The corridors behind the security wall were bare; the doors had no nameplates. The office into which Rachel Trehaine eventually led Damon was liberally equipped with flat screens and fitted with shelves full of discs and digitapes, but it had no VE hood. “Perhaps I’d better warn you that I’m only a senior reader,” she said as she waved him to a chair. “I don’t have any executive authority. I’ve had an encrypted version of your document relayed to New York, but it may take some time to get a response from them. In the meantime, I’d like to thank you for bringing the matter to our attention—we had not been independently informed.”

“You’re welcome,” Damon assured her insincerely. “I hope you’ll show me the same courtesy of bringing to my attention any pertinent matters of which I might not have been independently informed.” He winced slightly as he heard the pomposity in his tone, realizing that he might have overrehearsed his opening speech.

“Of course,” said Rachel Trehaine, with the charming ease of a practiced dissembler. “I don’t suppose you have any idea—if only the merest suspicion—who this mysterious Operator might be, or why this attack on your family has been launched?”

“I thought you might know more about that than I do,” Damon said. “You’ll have complete records of any dealings between Ahasuerus and Conrad Helier’s research team.”

“When I say that I’m a senior reader,” she told him mildly, “I don’t mean that I have free access to the foundation’s own records. My job is to keep watch on other data streams, selecting out data of interest, collating and reporting. I’m a scientific analyst, not a historian.”

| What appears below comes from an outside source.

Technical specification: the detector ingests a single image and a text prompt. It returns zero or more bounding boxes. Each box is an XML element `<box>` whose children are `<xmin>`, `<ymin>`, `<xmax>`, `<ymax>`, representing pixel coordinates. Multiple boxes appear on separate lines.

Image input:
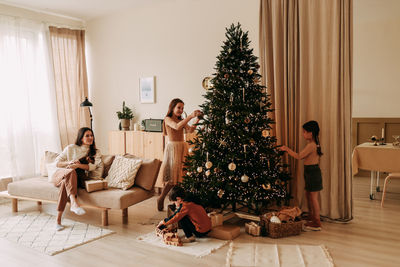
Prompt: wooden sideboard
<box><xmin>108</xmin><ymin>131</ymin><xmax>196</xmax><ymax>188</ymax></box>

“I meant you plural, not you singular,” Damon told her. “Someone in your organization must be able to figure out which particular closeted skeleton Operator one-oh-one intends to bring out into the open. Why else would he have sent me to you?”

“Why would he—or she—have sent you anywhere at all, Mr. Hart? Why send you a personal message? It seems very odd—not at all the way that Eliminators usually operate.”

The delicate suggestion was, of course, that Damon was the source of the message—that he himself was Operator 101. As a scientific analyst Rachel Trehaine would naturally have considerable respect for Occam’s razor.

“That’s an interesting question,” Damon said agreeably. “When Inspector Yamanaka referred to the situation as a puzzle he was speaking metaphorically, but that message implies that the instigator of this series of incidents really iscreating a puzzle, dangling it before me as a kind of lure—just as I, in my turn, am dangling it before you. Operator one-oh-one wants me to go digging, and he’s offering suggestions as to where I might profitably dig. Given that Conrad Helier is dead, he can’t possibly be the Eliminators’ real target—and if their promise that Silas Arnett will be released after he’s given them what they want is honest, he isn’t the real target either. If the note is to be taken at face value, Operator one-oh-one might be building a file on Eveline Hywood, with particular reference to her past dealings with your foundation.”